The late President and then later former President John Mahama at a point in their administrations, admitted that some bigwigs of the NDC, wanted the monopoly of Zoomlion enjoyed slashed so that other private companies in the sanitation sector, also benefitted from government contracts.

He commended Dr Siaw Agyapong for employing a good number of Ghanaians, introducing logistics and his foresight, saying “creating and building does not come easily” adding that even though initially his information was that he started from a kiosk, which he thought if it was true, he had done well for himself and the country in its fight against filth.

According to Mr Rawlings, even though the fight against filth has still not been won, he believes but for the contribution and intervention of Zoomlion, the situation would have been worst comparatively. He described as “uncivilized” the attitude of dumping refuse anywhere simply because law enforcers have failed.

He commended government for setting up the Ministry of Sanitation and opening up the waste management portfolio for competition.

Mr Rawlings, said Ghana lost the fight against filth when powers of tradition rulers were taken away and given to government to deal with citizens who litter the environment.

He explained that in the past when these rulers wielded the power to reward and punish citizens, it brought some level of social responsibility, as it made it impossible for people to misbehave because they knew that if they did, they will be called to order and punished to serve as a deterrent to others.

To win the fight against filth, Mr Rawlings, suggested the need for communities to form vigilante groups as it is “an absolute necessity” and “an absolute must”.

To him, vigilantes protecting the environment, for instance, can help prevent random and persistent dumping of refuse on the streets. Mr. Rawlings said the vigilantes will, therefore, complement the efforts of security agencies.

He suggested that, even before offenders are handed to law enforcers, they should be “disciplined”.

The event which attracted all kinds of grouping was used to encourage opinion leaders such as pastors to use the pulpit and all public forums to “educate ourselves” on the scourge of poor environmental habits.

Dr. Siaw Agyapong, who was full of praise to God, said the journey which began some twelve years ago has been rough, but they are encouraged insisting that the companies were on course to achieve greater height. He expressed gratitude to successive governments.

 He thanked Mr Rawlings for honouring the group’s invitation, saying his presence at the event was an endorsement of his support for the private sector.

Dr.
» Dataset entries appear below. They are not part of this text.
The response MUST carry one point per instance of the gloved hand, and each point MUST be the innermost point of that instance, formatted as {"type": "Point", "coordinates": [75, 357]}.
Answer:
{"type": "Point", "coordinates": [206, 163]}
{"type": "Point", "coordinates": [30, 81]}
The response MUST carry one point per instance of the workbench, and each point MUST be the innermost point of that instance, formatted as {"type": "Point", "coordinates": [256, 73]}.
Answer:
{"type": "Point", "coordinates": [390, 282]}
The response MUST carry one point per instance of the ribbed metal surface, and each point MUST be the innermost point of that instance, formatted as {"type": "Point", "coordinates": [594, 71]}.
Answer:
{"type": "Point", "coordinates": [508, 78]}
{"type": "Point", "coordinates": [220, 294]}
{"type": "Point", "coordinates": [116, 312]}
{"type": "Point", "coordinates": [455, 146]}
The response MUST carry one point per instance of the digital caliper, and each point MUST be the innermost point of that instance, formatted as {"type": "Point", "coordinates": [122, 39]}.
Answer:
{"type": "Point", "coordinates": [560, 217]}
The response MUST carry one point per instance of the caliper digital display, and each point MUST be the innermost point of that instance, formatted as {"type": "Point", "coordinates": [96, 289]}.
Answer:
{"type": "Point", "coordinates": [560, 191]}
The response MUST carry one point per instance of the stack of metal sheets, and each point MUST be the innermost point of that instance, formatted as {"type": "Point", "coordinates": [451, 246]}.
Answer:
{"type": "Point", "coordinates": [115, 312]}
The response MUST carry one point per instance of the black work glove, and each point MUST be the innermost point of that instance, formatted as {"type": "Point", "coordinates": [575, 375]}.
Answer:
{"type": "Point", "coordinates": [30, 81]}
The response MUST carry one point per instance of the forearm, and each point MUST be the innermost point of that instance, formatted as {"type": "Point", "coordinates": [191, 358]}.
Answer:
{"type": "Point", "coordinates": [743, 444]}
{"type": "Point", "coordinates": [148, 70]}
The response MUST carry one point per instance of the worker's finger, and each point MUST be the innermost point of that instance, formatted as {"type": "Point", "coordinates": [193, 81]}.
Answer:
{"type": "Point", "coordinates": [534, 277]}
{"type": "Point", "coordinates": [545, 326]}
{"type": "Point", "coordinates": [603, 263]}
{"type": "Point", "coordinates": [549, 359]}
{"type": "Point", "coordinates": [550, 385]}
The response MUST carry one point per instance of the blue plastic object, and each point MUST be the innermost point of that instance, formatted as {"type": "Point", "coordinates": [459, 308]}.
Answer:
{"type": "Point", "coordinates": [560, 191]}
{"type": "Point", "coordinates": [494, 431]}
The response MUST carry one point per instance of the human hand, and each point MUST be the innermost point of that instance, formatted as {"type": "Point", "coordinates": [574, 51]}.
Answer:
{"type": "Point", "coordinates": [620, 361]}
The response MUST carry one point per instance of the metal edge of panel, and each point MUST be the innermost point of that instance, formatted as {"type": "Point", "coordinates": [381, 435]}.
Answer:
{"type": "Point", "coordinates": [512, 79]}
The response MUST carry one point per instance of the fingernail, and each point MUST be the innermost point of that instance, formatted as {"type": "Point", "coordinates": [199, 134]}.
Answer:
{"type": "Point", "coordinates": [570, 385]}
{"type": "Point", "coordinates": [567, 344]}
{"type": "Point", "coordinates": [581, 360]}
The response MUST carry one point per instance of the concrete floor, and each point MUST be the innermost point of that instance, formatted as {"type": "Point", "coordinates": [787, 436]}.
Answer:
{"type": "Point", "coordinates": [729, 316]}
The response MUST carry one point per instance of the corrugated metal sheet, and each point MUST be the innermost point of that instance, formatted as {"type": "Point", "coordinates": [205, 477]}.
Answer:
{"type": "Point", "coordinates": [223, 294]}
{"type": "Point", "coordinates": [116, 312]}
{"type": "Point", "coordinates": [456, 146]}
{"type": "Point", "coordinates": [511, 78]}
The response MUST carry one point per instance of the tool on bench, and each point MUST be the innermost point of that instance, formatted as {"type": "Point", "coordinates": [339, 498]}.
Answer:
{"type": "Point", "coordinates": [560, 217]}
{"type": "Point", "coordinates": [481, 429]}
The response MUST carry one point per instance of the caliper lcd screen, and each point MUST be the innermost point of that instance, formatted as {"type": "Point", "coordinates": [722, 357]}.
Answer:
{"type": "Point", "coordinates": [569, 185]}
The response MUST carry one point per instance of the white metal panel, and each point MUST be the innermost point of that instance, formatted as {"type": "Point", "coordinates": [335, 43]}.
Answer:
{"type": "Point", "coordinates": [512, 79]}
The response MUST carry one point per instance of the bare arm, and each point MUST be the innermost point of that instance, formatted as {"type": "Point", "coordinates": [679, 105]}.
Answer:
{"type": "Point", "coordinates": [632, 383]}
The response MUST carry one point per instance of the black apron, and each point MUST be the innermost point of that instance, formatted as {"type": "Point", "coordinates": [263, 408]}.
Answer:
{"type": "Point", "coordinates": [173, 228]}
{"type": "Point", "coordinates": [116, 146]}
Siaw Agyapong, commended everyone, including it thousands of workers whose contribution has made JOSPONG group of companies where it is today.

Chairman of Church of Pentecost, Eric K. Nyamekye, who preached on the theme “seed sowing” admonished Ghanaians, especially politicians, to desist from making promises that are difficult to fulfill.

 Apostle Nyamekye said, the development of Ghana, should not be rushed and compared to older democracies which took many years to get to where Ghana is aspiring to be.

He said “Our politicians should have the patience and sympathy to sow for our future. Don’t eat the grains today, because it’s for the future.

Let politicians give Ghana the space to sow in tears. Ghana is not for you, stop disturbing Ghana. Don’t compare us to US. Let politicians and our traditional leaders, opinion leaders roll up their sleeves and serve”.